IV. Les frais judiciaires de deuxième instance de l’appel principal, arrêtés à 1'317 fr. (mille trois cent dix-sept francs), sont mis à la charge des appelantes R.________ et U.________, solidairement entre elles.

V. Les frais judiciaires de deuxième instance de l’appel joint, arrêtés à 850 fr. (huit cent cinquante francs), sont mis à la charge de l’appelante par voie de jonction G.________.

VI. Les dépens de deuxième instance sont compensés.

VII. L’arrêt motivé est exécutoire.

Le président : La greffière :

Du 16 décembre 2013

Le dispositif de l'arrêt qui précède est communiqué par écrit aux intéressés.

La greffière :

Du

L'arrêt qui précède, dont la rédaction a été approuvée à huis clos, est notifié en expédition complète, par l'envoi de photocopies, à :

‑ Me Albert Von Braun (pour R.________ et U.), ‑ Me Raymond Didisheim (pour G.).

La Cour d'appel civile considère que la valeur litigieuse de l'appel est supérieure à 30'000 fr. et celle de l'appel joint inférieure à 30'000 francs.
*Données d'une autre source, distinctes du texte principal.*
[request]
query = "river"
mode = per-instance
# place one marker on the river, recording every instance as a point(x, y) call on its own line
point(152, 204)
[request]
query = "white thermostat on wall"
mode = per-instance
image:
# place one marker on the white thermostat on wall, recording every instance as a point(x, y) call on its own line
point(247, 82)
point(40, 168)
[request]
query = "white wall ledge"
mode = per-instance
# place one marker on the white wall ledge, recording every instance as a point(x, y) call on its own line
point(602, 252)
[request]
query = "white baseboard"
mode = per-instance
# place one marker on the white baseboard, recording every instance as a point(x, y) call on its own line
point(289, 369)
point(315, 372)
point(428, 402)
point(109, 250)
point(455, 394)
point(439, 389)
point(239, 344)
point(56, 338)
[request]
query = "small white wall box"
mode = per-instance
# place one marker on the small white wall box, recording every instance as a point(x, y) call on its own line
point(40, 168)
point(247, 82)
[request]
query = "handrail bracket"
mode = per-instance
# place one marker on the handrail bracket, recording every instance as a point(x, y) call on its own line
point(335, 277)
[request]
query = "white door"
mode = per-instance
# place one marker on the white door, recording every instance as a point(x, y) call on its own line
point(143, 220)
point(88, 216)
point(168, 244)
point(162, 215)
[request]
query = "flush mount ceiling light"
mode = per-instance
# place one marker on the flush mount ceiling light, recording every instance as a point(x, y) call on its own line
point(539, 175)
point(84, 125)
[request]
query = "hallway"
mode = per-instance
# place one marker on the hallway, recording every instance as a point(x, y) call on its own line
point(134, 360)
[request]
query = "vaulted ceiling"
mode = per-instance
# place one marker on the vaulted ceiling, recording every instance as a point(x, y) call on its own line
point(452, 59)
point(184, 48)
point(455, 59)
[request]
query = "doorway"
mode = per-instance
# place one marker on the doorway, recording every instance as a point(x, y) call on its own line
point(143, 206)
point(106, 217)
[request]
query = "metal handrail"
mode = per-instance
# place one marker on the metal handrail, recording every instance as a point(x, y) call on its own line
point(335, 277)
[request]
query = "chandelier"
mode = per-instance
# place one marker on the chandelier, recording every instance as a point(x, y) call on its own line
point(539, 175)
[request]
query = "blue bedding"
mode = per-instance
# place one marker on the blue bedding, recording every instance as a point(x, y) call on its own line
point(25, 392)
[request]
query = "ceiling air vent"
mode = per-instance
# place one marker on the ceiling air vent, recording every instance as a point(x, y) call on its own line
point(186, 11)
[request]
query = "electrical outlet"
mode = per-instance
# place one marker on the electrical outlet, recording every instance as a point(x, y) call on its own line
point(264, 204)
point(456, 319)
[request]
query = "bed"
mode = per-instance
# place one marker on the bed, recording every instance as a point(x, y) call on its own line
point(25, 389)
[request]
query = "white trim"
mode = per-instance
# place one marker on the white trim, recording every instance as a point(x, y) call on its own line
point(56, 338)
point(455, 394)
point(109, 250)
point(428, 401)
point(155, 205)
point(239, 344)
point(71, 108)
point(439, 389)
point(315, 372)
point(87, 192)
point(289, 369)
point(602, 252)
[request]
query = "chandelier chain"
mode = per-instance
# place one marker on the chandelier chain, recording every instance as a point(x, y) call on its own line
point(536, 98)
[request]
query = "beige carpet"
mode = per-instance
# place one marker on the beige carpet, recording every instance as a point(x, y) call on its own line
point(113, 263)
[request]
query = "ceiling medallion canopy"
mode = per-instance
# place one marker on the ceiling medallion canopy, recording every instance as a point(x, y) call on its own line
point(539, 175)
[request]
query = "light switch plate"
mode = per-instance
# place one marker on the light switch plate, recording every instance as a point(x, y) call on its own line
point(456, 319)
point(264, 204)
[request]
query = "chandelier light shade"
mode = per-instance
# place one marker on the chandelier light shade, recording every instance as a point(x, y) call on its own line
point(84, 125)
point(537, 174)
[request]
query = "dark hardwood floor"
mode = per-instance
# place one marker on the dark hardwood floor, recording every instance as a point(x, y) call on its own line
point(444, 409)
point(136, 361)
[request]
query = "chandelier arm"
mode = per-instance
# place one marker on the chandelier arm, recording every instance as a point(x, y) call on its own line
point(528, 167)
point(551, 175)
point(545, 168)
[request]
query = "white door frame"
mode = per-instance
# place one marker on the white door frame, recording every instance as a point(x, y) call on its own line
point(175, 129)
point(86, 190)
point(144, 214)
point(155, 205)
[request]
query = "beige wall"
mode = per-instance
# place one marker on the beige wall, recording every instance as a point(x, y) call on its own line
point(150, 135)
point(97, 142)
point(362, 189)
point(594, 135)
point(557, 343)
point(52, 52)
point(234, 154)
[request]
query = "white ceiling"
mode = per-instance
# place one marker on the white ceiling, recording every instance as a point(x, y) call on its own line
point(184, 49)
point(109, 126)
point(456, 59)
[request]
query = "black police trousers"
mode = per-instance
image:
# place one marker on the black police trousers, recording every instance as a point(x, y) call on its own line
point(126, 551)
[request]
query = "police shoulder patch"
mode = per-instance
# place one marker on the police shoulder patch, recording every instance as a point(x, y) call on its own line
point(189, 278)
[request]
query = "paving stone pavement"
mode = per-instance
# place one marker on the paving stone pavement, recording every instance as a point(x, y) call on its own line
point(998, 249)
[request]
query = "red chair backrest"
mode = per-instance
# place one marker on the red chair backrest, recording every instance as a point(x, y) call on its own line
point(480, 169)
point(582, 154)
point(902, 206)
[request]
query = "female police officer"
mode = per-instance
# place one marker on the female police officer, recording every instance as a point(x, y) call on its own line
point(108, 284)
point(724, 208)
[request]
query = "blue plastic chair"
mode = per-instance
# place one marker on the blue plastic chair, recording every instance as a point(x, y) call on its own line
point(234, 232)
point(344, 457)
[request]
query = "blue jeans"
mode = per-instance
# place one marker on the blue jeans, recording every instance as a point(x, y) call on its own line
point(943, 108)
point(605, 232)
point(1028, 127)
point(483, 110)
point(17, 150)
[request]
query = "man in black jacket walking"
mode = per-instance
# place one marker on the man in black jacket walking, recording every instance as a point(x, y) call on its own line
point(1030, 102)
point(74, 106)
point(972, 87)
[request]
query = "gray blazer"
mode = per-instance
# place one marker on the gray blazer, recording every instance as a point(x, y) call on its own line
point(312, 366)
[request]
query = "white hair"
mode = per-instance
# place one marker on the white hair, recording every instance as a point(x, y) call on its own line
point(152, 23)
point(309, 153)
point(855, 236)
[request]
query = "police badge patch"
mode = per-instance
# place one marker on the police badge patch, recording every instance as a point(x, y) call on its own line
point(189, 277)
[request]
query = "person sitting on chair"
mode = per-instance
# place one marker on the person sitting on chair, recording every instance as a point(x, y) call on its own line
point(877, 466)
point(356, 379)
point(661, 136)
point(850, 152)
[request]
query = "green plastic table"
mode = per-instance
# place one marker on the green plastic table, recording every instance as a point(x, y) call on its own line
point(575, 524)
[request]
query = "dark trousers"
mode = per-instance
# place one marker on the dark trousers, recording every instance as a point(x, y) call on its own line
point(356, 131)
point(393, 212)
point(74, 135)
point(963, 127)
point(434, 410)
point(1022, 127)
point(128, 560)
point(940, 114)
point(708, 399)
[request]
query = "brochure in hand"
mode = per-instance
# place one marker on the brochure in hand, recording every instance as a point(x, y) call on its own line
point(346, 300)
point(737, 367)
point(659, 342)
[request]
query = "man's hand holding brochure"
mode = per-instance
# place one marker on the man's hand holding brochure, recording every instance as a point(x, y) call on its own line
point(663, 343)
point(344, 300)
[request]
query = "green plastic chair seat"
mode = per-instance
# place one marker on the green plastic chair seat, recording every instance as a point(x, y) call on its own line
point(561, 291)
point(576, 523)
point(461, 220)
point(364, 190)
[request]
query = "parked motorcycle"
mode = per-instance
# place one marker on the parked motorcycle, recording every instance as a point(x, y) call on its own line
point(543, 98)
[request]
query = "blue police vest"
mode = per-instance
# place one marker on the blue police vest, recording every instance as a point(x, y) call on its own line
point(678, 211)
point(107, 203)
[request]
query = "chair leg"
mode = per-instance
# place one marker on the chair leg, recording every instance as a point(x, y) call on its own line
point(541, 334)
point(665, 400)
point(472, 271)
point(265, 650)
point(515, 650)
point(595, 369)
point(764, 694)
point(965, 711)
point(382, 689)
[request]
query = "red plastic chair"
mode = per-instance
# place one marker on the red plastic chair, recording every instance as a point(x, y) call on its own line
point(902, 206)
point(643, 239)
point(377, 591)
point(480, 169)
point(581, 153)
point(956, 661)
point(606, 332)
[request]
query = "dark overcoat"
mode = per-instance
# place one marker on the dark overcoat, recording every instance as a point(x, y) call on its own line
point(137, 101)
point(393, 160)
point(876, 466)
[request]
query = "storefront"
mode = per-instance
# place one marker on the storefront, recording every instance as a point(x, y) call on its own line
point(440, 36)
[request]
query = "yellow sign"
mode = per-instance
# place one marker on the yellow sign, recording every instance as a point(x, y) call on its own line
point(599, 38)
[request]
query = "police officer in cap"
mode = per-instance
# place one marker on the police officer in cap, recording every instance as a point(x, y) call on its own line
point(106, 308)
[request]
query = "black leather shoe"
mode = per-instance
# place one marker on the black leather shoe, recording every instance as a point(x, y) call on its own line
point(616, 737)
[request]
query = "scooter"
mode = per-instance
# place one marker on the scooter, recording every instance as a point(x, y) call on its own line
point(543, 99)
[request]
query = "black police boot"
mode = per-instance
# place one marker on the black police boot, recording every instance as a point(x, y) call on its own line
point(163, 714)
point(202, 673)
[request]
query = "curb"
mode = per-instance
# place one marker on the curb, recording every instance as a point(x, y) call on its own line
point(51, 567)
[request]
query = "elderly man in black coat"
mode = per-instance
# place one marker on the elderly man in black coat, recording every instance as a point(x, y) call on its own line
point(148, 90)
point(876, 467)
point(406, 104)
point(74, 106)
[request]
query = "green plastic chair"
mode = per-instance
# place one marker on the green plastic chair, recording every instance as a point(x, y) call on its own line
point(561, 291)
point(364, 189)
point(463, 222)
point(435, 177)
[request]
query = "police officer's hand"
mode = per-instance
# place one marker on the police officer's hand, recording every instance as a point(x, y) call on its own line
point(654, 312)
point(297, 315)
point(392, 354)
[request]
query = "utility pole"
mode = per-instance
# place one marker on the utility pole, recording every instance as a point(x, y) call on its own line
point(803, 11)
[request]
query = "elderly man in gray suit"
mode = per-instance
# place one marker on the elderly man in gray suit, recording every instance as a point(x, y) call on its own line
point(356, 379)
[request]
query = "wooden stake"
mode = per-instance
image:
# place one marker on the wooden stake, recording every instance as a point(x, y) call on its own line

Le présent arrêt peut faire l'objet d'un recours en matière civile devant le Tribunal fédéral au sens des art. 72 ss LTF (loi du 17 juin 2005 sur le Tribunal fédéral – RS 173.110), cas échéant d'un recours constitutionnel subsidiaire au sens des art. 113 ss LTF. Dans les affaires pécuniaires, le recours en matière civile n'est recevable que si la valeur litigieuse s'élève au moins à 15'000 fr. en matière de droit du travail et de droit du bail à loyer, à 30'000 fr. dans les autres cas, à moins que la contestation ne soulève une question juridique de principe (art. 74 LTF). Ces recours doivent être déposés devant le Tribunal fédéral dans les trente jours qui suivent la présente notification (art. 100 al. 1 LTF).

Cet arrêt est communiqué, par l'envoi de photocopies, à :

‑ Mme la Présidente du Tribunal civil de l’arrondissement de Lausanne.